Kejora

127 12 9
                                    

Cruk...srett

Suara anak panah melesat.

"Perhatikan sekitar!" perintah seseorang yang memimpin didepan, setengah berbisik.

Mata mereka menyelidik, memperhatikan sesuatu. Badannya meliuk-liuk diantara pepohonan. Dengan baju gelap membungkus rapat seluruhnya, memudahkan mereka melakukan pengintaian.

Derap langkah kaki bersahutan dihutan seberang. Sekelompok orang berbaju abu-abu gelap, terlihat berjalan memutari potongan kayu yang disusun sedemikian rupa, diatasnya terdapat benda prisma, bercahaya buram.

"Uuu....oo..teregasu..teregasu..."

"Uuuu...ooo...teragasu..teragasu..."

Riuh redam suara mereka terdengar sakral, seperti membaca mantra dengan gerakan kompak dan rapi.
Kemudian mereka duduk melingkar. Seseorang yang terlihat lebih tua dari kelompok, bangkit berdiri, menopangkan tubuh pada tongkatnya. Dia mendekati benda prisma tadi, dan mengucapkan sesuatu, tangannya diayunkan keatas dan kebawah.

"Bogbora...bogbora..."

"Bogbora..bogbora..."

Begitu seterusnya. Sampai benda prisma tadi, mengeluarkan cahaya merah gelap. Seketika, air muka Tetua tadi, berubah menyeramkan. Berbanding terbalik dengan wajah pias orang-orang disekelilingnya, mereka tahu apa yang akan terjadi, dan sedetik kemudian,

Cruk....zleb

"Aaaaakhhh.."

Sebuah teriakan nyaring, terdengar dipenjuru hutan. Lama kelamaan suaranya parau kemudian hilang. Orang-orang berpakaian abu-abu tadi, menatap iba, pada anggota yang baru saja tewas, meski dilain sisi, juga ada rasa syukur, pasalnya, belati tadi tidak mengenai jantung mereka.

Sebuah konsekuensi berat yang harus mereka tanggung dari ritual tadi, jika Tetua tidak berhasil membangkitkan cahaya terang prisma, maka akan ada yang menjadi korban, dan sampai kini, tak terhitung berapa jumlah korban dari belati tajamnya.

Berbeda situasi dengan para pengintai yang berada di seberang, mereka terkejut dengan apa yang baru saja tersaji di hadapannya, belum selesai keterkejutan mereka, tiba-tiba, kobaran api membumbung, rupanya dari kayu ditengah lingkaran kelompok tadi, ketika api semakin membesar mayat yang menjadi korban belati, langsung dilempar tanpa belas kasih, biadab!.

"Kita harus segera ke Hano!,
besok malam, kita akan kembali dan memastikan mayat siapa yang dibakar."

Ucap salah seorang.

"Lalu bagaiman jika itu Yehwa, kita harus kesana capt!"

Seru salah seorang, sambil membebaskan badannya dari rerimbunan.

"Baiklah kita akan turun, bersiaplah dengan rencana B, kalian sudah tahu bukan?"

Ucapnya pasti dengan buku jari mengetat, yang dibalas anggukan oleh beberapa orang dengan pakaian sama.
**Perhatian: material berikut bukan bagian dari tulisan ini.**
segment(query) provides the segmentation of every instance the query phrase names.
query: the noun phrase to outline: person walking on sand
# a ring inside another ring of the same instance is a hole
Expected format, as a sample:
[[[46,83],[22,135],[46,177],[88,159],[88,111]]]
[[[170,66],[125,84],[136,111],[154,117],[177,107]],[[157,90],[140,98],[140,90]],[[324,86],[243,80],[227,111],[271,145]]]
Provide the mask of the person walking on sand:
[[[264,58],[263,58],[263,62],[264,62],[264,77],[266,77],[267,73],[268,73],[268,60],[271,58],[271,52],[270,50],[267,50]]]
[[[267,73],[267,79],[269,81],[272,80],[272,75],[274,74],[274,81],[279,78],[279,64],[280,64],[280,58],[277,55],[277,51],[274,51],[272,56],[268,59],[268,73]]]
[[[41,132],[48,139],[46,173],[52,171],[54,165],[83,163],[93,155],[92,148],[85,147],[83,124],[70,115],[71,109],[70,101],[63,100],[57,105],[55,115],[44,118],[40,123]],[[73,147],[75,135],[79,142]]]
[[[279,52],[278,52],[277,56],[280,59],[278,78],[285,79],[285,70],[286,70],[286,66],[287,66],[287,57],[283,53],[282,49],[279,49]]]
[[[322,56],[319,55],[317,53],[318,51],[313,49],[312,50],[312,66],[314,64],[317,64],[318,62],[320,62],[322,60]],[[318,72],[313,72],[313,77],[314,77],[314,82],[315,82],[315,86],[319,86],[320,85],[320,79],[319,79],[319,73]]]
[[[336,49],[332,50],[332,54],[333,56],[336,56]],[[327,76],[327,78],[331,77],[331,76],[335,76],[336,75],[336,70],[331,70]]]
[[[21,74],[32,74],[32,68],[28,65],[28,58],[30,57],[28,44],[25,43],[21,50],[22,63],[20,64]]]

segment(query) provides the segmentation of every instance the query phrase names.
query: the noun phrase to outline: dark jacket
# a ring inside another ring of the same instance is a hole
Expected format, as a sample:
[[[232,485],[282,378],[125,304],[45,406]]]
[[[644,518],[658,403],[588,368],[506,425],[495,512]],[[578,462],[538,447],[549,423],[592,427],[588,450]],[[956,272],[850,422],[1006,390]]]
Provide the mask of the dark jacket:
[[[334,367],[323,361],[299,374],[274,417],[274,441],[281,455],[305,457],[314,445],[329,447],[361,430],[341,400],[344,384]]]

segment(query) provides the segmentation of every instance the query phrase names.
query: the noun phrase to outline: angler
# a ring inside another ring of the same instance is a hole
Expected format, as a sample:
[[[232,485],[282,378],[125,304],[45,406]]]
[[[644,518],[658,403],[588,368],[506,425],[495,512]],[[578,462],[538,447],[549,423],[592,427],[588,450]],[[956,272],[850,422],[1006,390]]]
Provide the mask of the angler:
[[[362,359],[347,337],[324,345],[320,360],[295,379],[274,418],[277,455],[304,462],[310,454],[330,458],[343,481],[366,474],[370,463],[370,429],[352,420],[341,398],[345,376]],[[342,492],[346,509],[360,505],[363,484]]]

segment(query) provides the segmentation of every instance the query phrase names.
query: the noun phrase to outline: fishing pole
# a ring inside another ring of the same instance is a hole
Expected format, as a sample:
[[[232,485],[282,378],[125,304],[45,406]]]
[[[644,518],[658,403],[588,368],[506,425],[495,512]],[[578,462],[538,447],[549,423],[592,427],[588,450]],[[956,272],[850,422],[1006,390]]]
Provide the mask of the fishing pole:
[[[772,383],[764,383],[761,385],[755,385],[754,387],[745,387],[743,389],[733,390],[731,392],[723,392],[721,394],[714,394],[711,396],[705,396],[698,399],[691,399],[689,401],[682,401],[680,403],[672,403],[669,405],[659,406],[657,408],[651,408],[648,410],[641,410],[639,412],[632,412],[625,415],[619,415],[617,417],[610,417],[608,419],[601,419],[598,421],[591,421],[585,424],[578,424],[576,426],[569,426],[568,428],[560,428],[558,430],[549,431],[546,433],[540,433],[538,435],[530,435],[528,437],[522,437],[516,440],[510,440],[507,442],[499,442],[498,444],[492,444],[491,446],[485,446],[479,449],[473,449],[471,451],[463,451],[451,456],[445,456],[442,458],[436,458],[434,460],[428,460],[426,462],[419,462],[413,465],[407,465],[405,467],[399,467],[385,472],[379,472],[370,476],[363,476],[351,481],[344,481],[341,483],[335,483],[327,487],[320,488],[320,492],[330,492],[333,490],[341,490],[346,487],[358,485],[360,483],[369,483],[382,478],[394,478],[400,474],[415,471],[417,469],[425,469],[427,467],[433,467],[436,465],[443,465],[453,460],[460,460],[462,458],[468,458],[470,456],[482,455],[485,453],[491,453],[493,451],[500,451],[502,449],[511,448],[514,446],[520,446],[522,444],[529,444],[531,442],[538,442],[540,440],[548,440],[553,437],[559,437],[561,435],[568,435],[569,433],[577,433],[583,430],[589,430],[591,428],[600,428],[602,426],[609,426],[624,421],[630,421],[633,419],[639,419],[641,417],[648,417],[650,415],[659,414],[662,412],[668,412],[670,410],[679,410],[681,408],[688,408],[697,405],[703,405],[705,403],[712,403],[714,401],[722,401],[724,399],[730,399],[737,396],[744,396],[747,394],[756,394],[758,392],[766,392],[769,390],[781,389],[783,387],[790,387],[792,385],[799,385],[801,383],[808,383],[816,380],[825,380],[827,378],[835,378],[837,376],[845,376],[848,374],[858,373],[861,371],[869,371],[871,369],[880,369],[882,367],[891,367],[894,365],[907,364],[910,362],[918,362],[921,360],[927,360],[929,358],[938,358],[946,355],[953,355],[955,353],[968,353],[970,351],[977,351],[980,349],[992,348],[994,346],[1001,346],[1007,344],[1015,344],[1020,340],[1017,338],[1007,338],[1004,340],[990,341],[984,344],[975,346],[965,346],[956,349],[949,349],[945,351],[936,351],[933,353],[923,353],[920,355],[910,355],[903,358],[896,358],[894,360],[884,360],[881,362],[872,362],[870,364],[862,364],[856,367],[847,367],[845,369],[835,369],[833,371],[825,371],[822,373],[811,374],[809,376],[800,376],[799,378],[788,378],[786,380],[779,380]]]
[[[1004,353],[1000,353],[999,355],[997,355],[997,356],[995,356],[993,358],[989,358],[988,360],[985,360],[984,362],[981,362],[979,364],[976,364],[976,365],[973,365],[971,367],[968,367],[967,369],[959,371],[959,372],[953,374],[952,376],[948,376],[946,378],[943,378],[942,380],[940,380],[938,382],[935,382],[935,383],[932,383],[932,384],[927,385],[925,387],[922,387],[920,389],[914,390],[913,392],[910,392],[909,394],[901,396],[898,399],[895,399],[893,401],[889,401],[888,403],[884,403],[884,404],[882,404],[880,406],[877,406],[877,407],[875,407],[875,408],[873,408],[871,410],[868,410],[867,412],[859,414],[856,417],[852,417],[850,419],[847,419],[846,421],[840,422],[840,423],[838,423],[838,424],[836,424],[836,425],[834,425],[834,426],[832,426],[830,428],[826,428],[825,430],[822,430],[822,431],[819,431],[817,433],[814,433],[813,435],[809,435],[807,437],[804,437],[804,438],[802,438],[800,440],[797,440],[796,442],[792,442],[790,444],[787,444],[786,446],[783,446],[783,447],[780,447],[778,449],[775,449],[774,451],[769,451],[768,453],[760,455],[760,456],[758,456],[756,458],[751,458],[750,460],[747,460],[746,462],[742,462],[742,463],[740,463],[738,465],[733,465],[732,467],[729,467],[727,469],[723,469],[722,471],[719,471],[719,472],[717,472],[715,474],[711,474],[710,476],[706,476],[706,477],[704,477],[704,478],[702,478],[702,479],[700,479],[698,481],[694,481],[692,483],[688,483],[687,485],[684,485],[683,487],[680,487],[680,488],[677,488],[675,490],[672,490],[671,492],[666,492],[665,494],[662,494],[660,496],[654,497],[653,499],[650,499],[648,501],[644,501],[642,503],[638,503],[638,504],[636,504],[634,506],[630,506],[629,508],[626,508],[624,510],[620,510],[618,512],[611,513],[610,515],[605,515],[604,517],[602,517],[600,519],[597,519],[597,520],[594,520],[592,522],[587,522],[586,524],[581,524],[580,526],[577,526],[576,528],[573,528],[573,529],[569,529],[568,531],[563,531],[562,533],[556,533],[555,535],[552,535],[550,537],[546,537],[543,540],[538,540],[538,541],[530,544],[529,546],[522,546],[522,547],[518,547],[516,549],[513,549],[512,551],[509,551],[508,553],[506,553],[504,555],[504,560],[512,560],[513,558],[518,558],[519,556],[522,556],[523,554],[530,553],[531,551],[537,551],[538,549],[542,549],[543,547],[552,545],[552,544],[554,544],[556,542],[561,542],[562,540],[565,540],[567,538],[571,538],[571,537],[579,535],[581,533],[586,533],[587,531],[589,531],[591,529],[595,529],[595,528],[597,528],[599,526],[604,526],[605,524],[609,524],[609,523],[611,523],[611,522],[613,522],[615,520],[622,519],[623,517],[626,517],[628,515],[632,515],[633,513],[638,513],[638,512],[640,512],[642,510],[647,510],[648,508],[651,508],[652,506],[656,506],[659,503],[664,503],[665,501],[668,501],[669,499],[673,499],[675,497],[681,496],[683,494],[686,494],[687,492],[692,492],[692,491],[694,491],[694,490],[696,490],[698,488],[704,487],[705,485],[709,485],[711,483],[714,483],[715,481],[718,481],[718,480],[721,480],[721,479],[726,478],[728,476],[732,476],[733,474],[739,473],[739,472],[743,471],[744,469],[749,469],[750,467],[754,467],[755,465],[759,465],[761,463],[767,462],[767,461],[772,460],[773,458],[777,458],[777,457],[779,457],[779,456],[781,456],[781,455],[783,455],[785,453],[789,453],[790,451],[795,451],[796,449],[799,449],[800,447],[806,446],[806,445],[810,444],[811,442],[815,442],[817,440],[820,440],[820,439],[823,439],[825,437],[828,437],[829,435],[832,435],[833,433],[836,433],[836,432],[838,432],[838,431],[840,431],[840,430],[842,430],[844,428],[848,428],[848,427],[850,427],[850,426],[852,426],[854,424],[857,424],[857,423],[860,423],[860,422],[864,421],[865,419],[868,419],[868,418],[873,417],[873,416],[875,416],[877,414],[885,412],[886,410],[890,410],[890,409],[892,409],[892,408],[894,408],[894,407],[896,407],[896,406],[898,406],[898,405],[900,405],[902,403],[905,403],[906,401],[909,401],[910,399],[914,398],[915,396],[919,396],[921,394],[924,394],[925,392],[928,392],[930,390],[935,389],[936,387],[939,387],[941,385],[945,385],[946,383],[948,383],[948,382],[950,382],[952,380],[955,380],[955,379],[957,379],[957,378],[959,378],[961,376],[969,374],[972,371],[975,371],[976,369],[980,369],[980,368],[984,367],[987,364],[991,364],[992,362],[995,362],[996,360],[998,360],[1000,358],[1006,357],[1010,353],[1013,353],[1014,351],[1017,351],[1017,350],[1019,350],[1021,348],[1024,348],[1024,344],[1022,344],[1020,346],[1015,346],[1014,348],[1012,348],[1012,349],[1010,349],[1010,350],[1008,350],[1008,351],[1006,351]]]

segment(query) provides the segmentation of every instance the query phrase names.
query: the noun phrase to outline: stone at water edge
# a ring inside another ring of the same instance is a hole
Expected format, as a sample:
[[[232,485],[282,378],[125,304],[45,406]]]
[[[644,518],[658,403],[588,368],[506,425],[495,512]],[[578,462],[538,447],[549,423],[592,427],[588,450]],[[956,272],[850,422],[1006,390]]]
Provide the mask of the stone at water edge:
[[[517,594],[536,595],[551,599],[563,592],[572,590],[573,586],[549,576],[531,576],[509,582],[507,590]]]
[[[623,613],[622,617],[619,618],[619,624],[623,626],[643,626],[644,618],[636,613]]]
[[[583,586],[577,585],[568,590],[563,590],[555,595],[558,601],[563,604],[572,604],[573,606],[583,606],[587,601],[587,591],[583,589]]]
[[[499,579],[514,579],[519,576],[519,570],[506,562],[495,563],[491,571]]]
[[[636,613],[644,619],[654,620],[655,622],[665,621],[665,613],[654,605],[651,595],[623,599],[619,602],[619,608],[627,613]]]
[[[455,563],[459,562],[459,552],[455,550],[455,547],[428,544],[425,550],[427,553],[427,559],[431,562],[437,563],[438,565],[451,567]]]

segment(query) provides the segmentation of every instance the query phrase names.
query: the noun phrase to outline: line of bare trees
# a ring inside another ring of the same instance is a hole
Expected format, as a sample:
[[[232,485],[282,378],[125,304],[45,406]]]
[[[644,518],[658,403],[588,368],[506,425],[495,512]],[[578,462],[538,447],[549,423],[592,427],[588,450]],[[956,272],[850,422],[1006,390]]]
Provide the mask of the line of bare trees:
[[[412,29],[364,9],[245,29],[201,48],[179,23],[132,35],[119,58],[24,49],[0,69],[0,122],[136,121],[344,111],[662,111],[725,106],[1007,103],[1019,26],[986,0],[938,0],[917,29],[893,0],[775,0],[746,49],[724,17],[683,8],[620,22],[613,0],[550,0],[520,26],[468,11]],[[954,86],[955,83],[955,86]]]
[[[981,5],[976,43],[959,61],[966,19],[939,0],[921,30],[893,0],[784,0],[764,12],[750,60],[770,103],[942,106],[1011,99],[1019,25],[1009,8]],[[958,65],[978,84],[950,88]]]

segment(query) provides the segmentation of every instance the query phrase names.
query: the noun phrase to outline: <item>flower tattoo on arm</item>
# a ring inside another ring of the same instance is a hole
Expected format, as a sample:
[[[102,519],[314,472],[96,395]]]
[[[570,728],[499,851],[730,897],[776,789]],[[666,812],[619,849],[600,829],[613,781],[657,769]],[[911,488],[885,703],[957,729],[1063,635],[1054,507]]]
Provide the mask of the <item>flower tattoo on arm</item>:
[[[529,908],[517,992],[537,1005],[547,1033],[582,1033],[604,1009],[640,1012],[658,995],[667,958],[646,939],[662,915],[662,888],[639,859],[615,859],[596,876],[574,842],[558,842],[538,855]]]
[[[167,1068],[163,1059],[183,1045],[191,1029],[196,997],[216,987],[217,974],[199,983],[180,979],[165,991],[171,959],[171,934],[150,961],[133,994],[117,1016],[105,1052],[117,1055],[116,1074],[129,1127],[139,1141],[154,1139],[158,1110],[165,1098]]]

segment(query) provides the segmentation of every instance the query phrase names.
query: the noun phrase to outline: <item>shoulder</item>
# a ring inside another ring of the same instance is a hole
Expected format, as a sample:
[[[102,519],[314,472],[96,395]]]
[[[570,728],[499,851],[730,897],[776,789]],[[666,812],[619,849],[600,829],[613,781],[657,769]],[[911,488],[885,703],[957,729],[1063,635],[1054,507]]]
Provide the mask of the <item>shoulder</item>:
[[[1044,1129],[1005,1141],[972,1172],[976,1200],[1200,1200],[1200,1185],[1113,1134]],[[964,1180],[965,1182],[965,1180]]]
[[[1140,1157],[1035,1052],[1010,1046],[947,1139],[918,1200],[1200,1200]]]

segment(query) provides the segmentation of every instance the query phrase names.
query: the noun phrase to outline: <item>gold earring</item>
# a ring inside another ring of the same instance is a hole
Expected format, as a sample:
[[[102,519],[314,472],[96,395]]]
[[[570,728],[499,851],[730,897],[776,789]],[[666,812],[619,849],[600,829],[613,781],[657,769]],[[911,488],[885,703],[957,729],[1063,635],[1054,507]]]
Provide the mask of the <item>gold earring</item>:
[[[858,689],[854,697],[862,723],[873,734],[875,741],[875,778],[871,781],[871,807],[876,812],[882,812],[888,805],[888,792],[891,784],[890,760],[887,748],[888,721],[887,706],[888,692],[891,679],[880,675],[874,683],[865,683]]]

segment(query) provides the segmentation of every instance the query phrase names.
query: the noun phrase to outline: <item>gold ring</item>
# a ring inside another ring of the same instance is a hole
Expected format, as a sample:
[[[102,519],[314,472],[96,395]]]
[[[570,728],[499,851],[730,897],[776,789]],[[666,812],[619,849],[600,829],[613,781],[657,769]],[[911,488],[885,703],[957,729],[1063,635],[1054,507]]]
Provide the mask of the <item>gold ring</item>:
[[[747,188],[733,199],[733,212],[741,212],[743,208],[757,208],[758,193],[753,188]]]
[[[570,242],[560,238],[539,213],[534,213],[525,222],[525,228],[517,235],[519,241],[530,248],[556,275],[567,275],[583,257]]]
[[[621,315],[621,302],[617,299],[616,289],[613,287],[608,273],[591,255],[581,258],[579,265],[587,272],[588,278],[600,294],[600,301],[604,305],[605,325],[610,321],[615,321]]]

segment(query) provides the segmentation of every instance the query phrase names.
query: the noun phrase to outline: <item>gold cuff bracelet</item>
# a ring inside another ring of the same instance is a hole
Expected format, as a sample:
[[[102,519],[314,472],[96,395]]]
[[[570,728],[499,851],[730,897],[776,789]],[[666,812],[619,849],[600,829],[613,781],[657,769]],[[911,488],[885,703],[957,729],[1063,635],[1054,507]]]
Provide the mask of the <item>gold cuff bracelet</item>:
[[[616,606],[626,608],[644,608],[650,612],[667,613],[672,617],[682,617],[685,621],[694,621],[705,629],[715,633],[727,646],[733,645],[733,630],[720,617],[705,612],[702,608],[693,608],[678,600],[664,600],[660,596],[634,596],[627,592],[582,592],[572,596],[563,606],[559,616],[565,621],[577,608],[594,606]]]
Mereka berjalan menuruni bukit landai, meliuk menapakkan kaki di tebing terjal, kemudian hilang ditelan rerimbunan.

****

Sudah pukul enam sore, tapi belum ada tanda-tanda senja bersama mega, awan menggantung dengan warna sembabnya, desiran angin menambah hawa semakin mencekam, ini pertanda buruk tentu saja, harusnya senja juga jingga sudah hadir, tapi ada apa dengan mereka?.

"Sarsa! Cepat kemari!,"

Teriak salah seorang, dari sebuah tiang pengintai.

Seseorang berlari menghampiri tiang tadi, sepertinya dia yang bernama Sarsa. Dia mengayunkan dirinya beberapa kali dengan lincah, dan akhirnya sampai diposisi seseorang yang memanggilnya.